Pele also scored hat-tricks against the likes of Inter Milan, Eintracht Frankfurt, and Chile. To put Pele’s record in perspective, 35-year-old Cristiano Ronaldo currently has a career total of 56 hat-tricks, meanwhile 32-year-old Lionel Messi has 53. Both of those records are laughably brilliant, yet neither at this stage of their career are likely to be able to break Pele’s record.

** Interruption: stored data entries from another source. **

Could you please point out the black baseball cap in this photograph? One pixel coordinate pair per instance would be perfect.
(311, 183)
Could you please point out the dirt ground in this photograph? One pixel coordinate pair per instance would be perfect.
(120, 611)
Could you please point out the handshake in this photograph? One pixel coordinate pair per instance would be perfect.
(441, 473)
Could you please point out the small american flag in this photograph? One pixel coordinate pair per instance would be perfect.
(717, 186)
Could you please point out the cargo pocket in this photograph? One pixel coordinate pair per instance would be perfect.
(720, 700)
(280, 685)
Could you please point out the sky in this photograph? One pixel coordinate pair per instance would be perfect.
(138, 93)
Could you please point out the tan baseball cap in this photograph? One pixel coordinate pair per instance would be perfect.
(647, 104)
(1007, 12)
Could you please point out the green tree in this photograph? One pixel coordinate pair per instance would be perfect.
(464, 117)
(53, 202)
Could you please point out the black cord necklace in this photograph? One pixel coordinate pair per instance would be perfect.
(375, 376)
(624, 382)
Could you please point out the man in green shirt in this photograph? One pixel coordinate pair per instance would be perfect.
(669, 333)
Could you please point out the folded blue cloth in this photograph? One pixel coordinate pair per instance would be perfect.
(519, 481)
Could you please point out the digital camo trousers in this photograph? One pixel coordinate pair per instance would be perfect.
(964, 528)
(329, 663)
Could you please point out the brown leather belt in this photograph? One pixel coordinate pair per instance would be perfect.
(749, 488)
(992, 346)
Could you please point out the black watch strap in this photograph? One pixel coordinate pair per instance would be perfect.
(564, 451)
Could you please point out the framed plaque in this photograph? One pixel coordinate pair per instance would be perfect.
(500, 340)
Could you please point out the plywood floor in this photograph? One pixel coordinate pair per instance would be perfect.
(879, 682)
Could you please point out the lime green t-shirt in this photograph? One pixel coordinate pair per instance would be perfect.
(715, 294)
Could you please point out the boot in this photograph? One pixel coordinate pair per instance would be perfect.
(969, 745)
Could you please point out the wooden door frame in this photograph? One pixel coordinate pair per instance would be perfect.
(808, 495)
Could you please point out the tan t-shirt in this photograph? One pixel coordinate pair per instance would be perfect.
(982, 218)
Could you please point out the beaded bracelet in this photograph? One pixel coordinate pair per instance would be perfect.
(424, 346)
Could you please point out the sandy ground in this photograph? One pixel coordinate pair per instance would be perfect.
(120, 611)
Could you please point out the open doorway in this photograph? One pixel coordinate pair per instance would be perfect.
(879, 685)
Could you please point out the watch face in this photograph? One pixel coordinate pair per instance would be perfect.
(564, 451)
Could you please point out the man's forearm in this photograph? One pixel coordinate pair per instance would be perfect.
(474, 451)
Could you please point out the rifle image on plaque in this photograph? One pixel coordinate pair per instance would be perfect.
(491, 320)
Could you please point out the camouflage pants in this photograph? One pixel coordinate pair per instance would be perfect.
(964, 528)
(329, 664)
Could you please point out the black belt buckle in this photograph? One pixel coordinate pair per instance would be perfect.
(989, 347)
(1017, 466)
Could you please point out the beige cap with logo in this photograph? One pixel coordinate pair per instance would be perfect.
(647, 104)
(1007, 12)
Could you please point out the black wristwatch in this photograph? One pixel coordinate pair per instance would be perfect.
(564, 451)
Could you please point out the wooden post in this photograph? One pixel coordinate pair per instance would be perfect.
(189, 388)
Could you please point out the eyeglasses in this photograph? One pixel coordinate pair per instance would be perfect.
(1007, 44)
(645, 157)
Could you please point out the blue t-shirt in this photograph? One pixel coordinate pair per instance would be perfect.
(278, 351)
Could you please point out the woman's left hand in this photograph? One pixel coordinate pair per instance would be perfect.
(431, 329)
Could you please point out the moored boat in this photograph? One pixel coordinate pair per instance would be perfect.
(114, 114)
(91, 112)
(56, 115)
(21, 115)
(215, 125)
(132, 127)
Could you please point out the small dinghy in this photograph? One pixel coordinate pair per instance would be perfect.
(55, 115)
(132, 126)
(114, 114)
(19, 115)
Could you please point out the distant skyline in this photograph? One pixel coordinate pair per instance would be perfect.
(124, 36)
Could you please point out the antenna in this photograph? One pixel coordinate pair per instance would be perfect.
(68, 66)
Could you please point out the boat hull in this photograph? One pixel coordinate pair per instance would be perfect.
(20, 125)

Thank you all for watching today’s video, which hopefully serves as a reminder of the special footballer that was Edson Arantes do Nascimento. I suspect the comments section may break out into debates between Messi, Ronaldo, Pele, Maradona and Stuart Elliott. That’s not the aim of this video, but if you’re interested in my views on the greatest footballers of all time, a link to the 100 greatest footballers of all time will either be on your screen now or is about to be, alongside that video answering all of the nonsensical claims made by those who attempt to write off Pele’s talents and achievements. Instead of those arguments though, hopefully here we can all unite in wishing one of football’s greatest exponents a speedy recovery from his ill-health. Pele brought joy to millions and brought football forward a couple of decades on his own. He may have said some silly things over the years, but haven’t we all. Pele is a legend of the game, a true sporting icon, and will forever be the king of football.